# Our palomino stud WM Custom Made Duffys Cowboy



## MBhorses (Apr 15, 2012)

Here is my 3 yrs palomino stud. He is in AMHA mag on page 31 I think he is the one trying to get grass under trailer LOL

The photos are straight from pasture. WOW if he was work he would be great looking fellow I put him on diet because he was FAT LOL.


----------



## MBhorses (Apr 15, 2012)




----------



## Kaitlyn (Apr 16, 2012)

What a handsome man- I love his head.


----------



## MBhorses (Apr 16, 2012)

thanks


----------



## K Sera (Apr 16, 2012)

He is nice! I like his head too! I love the last pic of him going after the dog .... haha Mine love to lure the dogs in for a little rub then turn on them and chase them around...it's so fun to watch them play. I don't know if you guy was playing or not!!!!


----------



## MBhorses (Apr 16, 2012)

K Sera said:


> He is nice! I like his head too! I love the last pic of him going after the dog .... haha	Mine love to lure the dogs in for a little rub then turn on them and chase them around...it's so fun to watch them play. I don't know if you guy was playing or not!!!!

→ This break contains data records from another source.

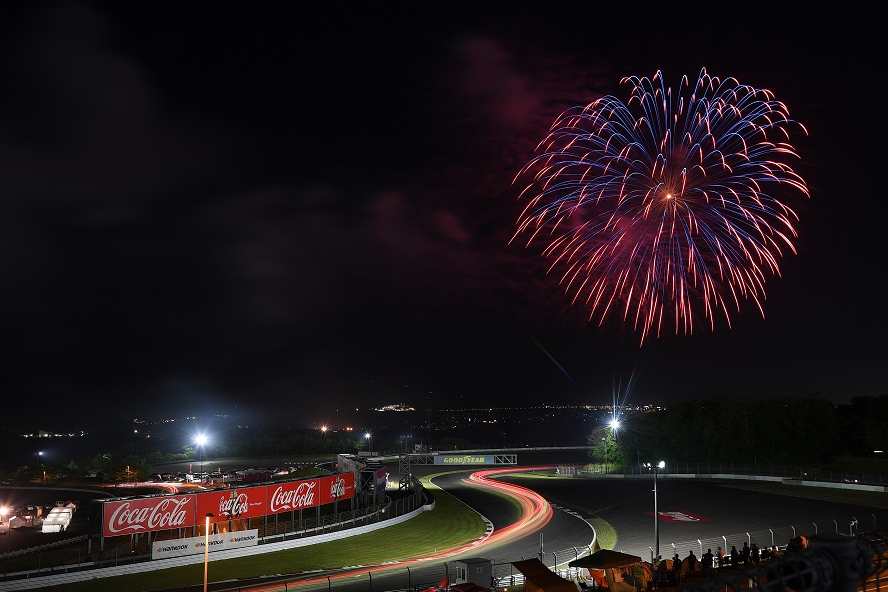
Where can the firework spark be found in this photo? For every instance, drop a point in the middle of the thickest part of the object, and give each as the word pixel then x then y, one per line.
pixel 668 205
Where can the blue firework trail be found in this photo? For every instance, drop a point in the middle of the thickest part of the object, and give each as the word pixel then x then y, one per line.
pixel 666 206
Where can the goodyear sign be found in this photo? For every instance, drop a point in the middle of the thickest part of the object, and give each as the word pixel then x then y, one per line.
pixel 464 459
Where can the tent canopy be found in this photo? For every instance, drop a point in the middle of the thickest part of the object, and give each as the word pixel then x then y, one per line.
pixel 605 558
pixel 539 578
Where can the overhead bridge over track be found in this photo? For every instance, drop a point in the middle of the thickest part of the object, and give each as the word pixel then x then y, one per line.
pixel 482 458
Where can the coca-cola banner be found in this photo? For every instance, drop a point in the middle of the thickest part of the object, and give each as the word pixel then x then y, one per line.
pixel 337 487
pixel 145 515
pixel 231 504
pixel 293 495
pixel 140 515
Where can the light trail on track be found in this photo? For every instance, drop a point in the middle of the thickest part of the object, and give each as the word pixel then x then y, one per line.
pixel 535 514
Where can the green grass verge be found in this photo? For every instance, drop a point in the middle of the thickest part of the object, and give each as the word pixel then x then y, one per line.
pixel 604 533
pixel 449 525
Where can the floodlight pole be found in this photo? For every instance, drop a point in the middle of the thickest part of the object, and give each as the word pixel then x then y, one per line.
pixel 206 548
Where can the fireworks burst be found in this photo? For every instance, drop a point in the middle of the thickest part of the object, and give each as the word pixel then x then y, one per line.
pixel 665 206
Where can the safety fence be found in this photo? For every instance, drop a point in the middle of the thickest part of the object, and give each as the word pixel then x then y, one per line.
pixel 788 472
pixel 830 563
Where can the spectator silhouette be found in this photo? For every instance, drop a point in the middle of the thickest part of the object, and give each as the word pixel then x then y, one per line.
pixel 692 564
pixel 707 561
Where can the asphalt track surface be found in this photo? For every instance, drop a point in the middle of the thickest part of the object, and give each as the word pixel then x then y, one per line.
pixel 723 509
pixel 726 509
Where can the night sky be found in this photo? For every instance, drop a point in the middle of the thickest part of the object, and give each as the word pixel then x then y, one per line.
pixel 223 207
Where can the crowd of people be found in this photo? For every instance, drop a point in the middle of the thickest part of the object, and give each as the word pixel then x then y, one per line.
pixel 749 555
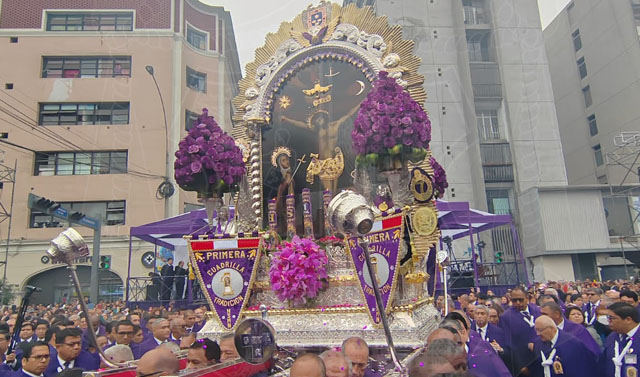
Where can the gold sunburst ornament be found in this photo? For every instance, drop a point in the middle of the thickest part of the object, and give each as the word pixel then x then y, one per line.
pixel 277 152
pixel 285 102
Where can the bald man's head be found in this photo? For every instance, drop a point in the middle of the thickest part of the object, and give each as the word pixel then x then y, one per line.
pixel 159 360
pixel 308 365
pixel 545 328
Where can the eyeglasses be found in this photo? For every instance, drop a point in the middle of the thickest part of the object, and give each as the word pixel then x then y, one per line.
pixel 150 374
pixel 40 357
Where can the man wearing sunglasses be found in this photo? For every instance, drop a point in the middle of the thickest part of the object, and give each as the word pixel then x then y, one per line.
pixel 35 359
pixel 518 323
pixel 70 353
pixel 622 347
pixel 124 335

yes the dog runs with both studs along the fence line. the horses tries to get dog to run and the dog tries to get horse to run lol


----------



## MBhorses (Apr 16, 2012)

horse and dog running


----------



## MBhorses (Apr 16, 2012)




----------



## REO (Apr 16, 2012)

He sure is having fun chasing the dog! LOL


----------



## MBhorses (Apr 16, 2012)

REO said:


> He sure is having fun chasing the dog! LOL


YES Elvis my black pinto stud does the same thing the the dog LOL


----------



## MBhorses (Apr 16, 2012)

REO said:


> He sure is having fun chasing the dog! LOL


ELVIS in his winter a few years ago


----------



## rimmerpaints (Apr 17, 2012)

_He is pretty_


----------